Hey, I'm new here, and I just bought a 95 240 for $6k. 92 miles, new brakes, new tires, new tension rods and some other little things were fixed as well before I bought it. Unfortunately it's an automatic, but I bought it from my uncle and they're pretty hard to find for a good price here in Dallas. This is the car I've wanted for a good year or two, so I'm so happy I went ahead and went with it. I'm pretty new to cars and the like, so I dont really know all that much. I've done some research and I'm getting there. This seems like a better place than club240. 

Maybe this wasn't the right place for my intro, but it seemed reasonable as you were talking about car prices and the like.


----------



## BoostedSE (Jun 26, 2005)

sounds high but you bought it from family so at lerast you know the maintence history


----------



## b13pnoysentra (Mar 30, 2005)

BoostedSE said:


> sounds high but you bought it from family so at lerast you know the maintence history


Thats a very good price for only 92 miles! :cheers:


----------



## loser (Dec 8, 2005)

haha, my bad. 92k miles.


----------



## yangs13 (Oct 15, 2005)

www.kbb.com


----------



## s14srpilot (Aug 2, 2004)

b13pnoysentra said:


> That's kind of expensive. Was that from a dealer? If it was, that's a rip off. What color is it? Is it an SE with 16" Chrome wheels? Automatic?


Yeah right. Just try to find one just like that for that price. Here's a hint: Don't hold your breath...


----------



## b13pnoysentra (Mar 30, 2005)

s14srpilot said:


> Yeah right. Just try to find one just like that for that price. Here's a hint: Don't hold your breath...

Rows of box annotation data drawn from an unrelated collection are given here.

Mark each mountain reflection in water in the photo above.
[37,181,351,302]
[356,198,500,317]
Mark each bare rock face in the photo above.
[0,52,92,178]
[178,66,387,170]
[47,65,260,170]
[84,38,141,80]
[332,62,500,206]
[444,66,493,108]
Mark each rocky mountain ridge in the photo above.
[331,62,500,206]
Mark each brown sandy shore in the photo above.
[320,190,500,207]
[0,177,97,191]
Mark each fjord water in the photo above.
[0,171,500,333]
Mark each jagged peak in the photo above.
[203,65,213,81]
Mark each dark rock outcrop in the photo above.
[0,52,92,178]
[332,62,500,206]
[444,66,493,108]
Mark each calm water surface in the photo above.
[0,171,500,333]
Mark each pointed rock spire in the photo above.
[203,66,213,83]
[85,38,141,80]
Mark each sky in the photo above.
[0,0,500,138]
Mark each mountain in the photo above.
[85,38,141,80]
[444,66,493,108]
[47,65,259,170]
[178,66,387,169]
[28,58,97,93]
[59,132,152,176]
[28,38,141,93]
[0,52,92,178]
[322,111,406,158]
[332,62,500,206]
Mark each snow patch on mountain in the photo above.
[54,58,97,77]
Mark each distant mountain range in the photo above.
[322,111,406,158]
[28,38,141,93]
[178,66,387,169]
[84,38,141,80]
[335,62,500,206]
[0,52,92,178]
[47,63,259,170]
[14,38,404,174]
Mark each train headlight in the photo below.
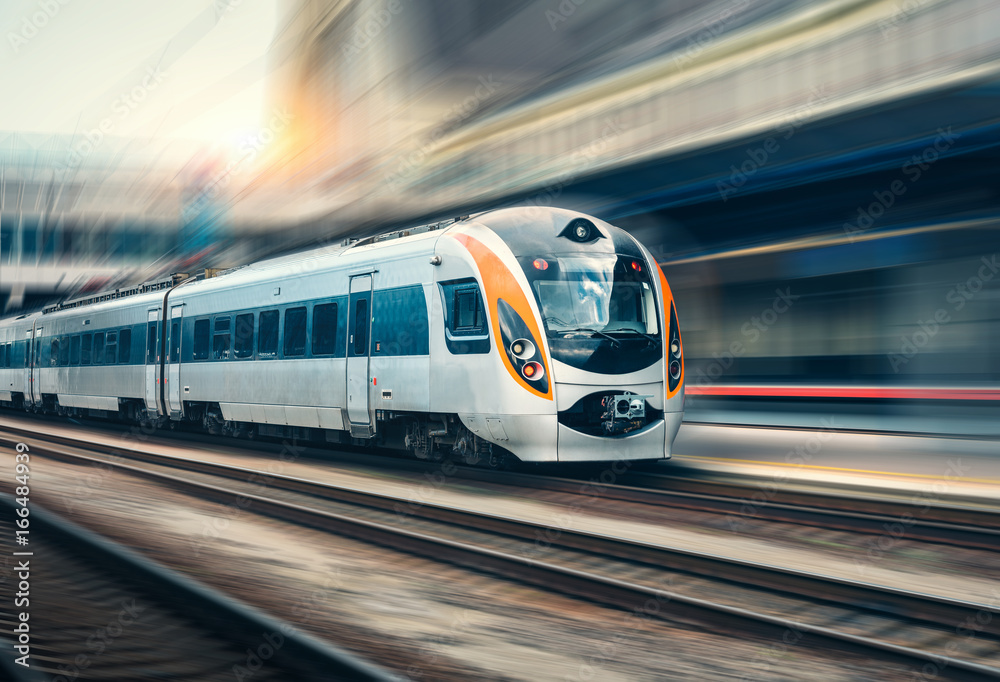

Actually, my friend got one in Stockton for 5500. Its an automatic champagne gold 95 240sx se with spoiler, fog lights, front lip, chrome rims, and sunroof. It had 94k miles. So I would expect 7500 to be for a 98 at least...


----------



## xcrunner18 (Jan 1, 2006)

*my 95 240sx*

I just bought my 95 240SX for $1,700 although it has 167k miles it has a brand new engine and no rust anywhere its in almost perfect shape!!


----------



## hkenso (May 28, 2005)

NewToCar said:


> actuallly im not going to make it a race or drift car atm. im still in the low budge. i had search around and i have decided to put on the tein suspension ( full set ) and a 18" rims with polish lip. also an exhaust. then enjoy it until i can afford any other parts. but anyway thanks for everybody with the commons



i have the tein HE, and it's rough as crap even i tuned it to almost the softest (since i don't drift or race everyday). 18" rims, really gotta consider the cost of tires in long run....

as for what i've heard from my friends who also drive 240s about exhausts, if u'r running stock KA, u might wanna consider about the 2.5" pipe instead of the 3" pipe, so that u won't lose ur back pressure.... cause a frd of mine replaced his stock pipe w/ the apexi n1 3" pipe, he said that the car was even slower than using the stock pipe. do some research about different brands to c which is good for ur car & setup....


----------